Evenzo veroorzaken hoge fysieke en emotionele stress op het werk of gezinsconflicten gezondheidsstoornissen. De familiegeschiedenis onderzoekt genetische risico's. Ze doet onderzoek naar erfelijke ziekten en aanleg voor bepaalde ziekten, zoals reuma, diabetes, kanker of psychische stoornissen. Deze komen vaak vaker voor in dezelfde familie. Bovendien kunnen mensen binnen het gezin besmet raken met infectieziekten. Daarom vraagt de arts naar ziekten van levende familieleden en de doodsoorzaken van overleden familieleden.
Risico's, bijwerkingen en gevaren
Al deze antwoorden geven belangrijke informatie over de mogelijke oorzaken van de huidige symptomen. Het succes van de volgende therapie hangt in grote mate af van de informatie die de arts krijgt tijdens de anamnese en lichamelijk onderzoek. Daarom zal hij het onderzoek anders uitvoeren, afhankelijk van de symptomen, zijn vakgebied en zijn ervaring.
90% van alle diagnoses is gebaseerd op de sluitende combinatie van anamnese en lichamelijk onderzoek.

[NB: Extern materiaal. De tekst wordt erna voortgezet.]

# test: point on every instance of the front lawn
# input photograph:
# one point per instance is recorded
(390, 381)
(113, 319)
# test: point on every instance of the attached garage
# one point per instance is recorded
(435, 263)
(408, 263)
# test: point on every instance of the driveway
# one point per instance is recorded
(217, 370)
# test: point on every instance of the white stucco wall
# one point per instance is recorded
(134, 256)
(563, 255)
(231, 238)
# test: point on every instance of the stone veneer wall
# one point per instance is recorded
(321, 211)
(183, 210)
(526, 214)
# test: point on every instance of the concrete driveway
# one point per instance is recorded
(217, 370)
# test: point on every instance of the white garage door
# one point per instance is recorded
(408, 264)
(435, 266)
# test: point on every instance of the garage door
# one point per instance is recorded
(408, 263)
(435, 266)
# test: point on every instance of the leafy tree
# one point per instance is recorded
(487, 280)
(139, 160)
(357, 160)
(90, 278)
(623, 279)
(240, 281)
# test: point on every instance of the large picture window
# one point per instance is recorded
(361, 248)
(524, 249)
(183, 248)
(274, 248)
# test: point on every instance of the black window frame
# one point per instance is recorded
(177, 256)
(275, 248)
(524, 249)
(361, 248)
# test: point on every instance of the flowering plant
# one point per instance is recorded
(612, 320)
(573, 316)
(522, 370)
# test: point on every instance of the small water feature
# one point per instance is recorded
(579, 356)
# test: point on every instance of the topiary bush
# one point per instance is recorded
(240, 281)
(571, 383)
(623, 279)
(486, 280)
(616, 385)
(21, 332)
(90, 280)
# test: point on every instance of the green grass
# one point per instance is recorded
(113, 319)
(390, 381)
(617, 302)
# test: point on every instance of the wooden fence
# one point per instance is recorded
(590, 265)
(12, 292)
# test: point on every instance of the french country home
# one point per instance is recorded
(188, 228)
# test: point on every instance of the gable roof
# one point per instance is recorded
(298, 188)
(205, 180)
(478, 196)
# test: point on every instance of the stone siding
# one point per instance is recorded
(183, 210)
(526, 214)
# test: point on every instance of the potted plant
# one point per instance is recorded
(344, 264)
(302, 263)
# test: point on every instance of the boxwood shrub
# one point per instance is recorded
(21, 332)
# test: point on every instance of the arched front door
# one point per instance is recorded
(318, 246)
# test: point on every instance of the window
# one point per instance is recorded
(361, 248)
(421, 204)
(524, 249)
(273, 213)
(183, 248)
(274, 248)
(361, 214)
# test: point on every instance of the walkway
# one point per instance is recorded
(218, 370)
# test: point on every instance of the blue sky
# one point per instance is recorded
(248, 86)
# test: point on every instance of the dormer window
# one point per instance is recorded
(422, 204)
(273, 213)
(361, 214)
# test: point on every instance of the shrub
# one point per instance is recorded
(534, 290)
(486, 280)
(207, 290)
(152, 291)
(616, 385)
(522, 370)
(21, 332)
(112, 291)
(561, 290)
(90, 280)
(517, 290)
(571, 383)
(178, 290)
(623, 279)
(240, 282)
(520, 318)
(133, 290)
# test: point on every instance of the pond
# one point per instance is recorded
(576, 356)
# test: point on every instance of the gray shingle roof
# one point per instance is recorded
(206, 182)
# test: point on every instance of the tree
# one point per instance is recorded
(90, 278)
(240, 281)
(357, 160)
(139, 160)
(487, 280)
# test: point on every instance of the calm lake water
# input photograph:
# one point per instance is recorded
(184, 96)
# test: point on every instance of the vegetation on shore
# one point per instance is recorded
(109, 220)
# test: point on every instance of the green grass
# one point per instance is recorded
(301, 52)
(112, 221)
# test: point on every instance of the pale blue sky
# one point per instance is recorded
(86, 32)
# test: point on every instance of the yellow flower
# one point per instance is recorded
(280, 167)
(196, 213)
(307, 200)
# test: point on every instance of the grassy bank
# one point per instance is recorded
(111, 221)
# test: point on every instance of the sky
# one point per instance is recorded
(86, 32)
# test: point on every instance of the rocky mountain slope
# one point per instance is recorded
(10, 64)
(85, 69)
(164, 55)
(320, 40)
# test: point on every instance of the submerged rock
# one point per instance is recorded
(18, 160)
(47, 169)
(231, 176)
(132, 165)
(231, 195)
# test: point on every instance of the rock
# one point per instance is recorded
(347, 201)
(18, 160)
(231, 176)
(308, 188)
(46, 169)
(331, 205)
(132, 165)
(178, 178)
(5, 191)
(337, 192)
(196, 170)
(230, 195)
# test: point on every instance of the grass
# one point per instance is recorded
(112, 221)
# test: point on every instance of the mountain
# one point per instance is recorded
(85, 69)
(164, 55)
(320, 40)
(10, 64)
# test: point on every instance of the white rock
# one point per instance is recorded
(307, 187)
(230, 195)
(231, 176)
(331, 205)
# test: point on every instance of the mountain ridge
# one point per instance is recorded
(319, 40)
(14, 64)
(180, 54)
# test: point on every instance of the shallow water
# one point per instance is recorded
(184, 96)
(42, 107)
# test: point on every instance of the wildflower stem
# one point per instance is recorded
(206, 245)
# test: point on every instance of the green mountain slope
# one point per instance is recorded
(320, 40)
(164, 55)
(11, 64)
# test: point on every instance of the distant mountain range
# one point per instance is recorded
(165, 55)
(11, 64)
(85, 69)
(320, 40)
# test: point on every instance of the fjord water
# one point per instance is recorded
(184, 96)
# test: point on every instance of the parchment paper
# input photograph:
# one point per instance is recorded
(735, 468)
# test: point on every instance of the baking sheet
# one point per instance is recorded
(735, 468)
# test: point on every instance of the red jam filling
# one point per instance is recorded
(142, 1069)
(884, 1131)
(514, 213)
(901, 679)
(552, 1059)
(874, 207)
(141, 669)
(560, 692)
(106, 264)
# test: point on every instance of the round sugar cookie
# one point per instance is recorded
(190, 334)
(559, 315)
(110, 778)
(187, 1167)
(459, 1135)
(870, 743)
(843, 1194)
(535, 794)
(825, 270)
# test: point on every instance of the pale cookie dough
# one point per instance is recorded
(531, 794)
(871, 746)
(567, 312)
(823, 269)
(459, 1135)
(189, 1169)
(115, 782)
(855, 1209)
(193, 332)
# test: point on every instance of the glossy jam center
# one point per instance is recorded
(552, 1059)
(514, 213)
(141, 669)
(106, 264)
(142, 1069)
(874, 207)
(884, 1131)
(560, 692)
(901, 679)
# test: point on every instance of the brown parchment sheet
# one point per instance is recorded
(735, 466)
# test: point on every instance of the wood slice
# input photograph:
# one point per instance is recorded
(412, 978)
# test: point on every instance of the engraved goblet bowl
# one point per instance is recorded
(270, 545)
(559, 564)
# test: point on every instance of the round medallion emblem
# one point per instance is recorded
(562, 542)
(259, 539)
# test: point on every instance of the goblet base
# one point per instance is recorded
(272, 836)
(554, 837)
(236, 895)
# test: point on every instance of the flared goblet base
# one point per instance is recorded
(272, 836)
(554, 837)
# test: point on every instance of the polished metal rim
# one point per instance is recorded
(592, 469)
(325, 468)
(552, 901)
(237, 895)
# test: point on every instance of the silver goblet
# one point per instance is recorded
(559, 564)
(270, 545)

Op voorwaarde dat alle informatie van de patiënt de dokter correct heeft bereikt. Misverstanden of onbewust onjuiste uitspraken van de patiënt leiden zelden tot een verkeerde diagnose. Een goede arts is in staat om de belangrijkste informatie uit de veelheid aan informatie te filteren, correct te interpreteren en een juiste diagnose te stellen.